# Overdraft application declined - seeking reconsideration - advice required



## wp86 (24 Sep 2013)

Hello,

I have two accounts with Ulsterbank: 

(1) A Current Account on which I pay €4.00 monthly charges. 
(2) A UFirst Gold Account on which I pay €14.00 monthly charges.

I was unemployed until October 2012, at which I point I began working full time, receiving a monthly salary into the UFirst Gold Account, and I am still in that full time employment and still receiving that monthly salary.

In the past year, my UFirst Gold account has had a Debit balance on six occasions:

10/5/2013: -€14.00
15/5/2013: -€43.09
16/5/2013: -€47.53

25/6/2013: -€19.42

23/7/2013: -€0.48
24/7/2013: -€4.92

The reason for these Debit balances being that I was using both Current and U-First Gold account at the same time, with funds in both at any one time, and I was withdrawing from both accounts randomly without much consideration, not really thinking about one of the accounts going into minus figures and how it may affect my future with the bank. At the time of those debit balances listed above in the UFirst Gold account, my Current account was absolutely in Credit.

I have had a full time monthly salary going in to the U First Gold Account since October 2012.


I rang Ulster Bank customer services today, and within seconds they told me that, because of these debit balances listed above on the UFirst Gold account, an application for an overdraft will be declined.


Is it possible to have an overdraft application reviewed and re-considered, such as this, and if so might they take all the other circumstances I've mentioned above into account when re-considering?

Thanks.


----------



## Bronte (24 Sep 2013)

Why are you running two accounts, you don't seem to be able to manage them very well based on what you've posted. It's not Ulster banks fault that you are mismanaging your accounts.

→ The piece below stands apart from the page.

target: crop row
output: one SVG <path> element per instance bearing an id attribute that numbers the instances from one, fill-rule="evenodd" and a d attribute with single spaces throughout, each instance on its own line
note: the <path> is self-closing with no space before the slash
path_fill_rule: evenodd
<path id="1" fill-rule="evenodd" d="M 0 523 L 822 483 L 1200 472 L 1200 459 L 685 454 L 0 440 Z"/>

And I think you're very lucky to be declined for an overdraft, that's a rocky road that many on AAM have trodden into deeper water.  Stay away from overdrafts


----------



## wp86 (24 Sep 2013)

Bronte said:


> Why are you running two accounts, you don't seem to be able to manage them very well based on what you've posted. It's not Ulster banks fault that you are mismanaging your accounts.
> 
> And I think you're very lucky to be declined for an overdraft, that's a rocky road that many on AAM have trodden into deeper water.  Stay away from overdrafts



Bronte, if you see fit to give me unrequested financial advice, please feel completely free to do so via Private Message, instead of using this thread which is a specific question about overdraft applications.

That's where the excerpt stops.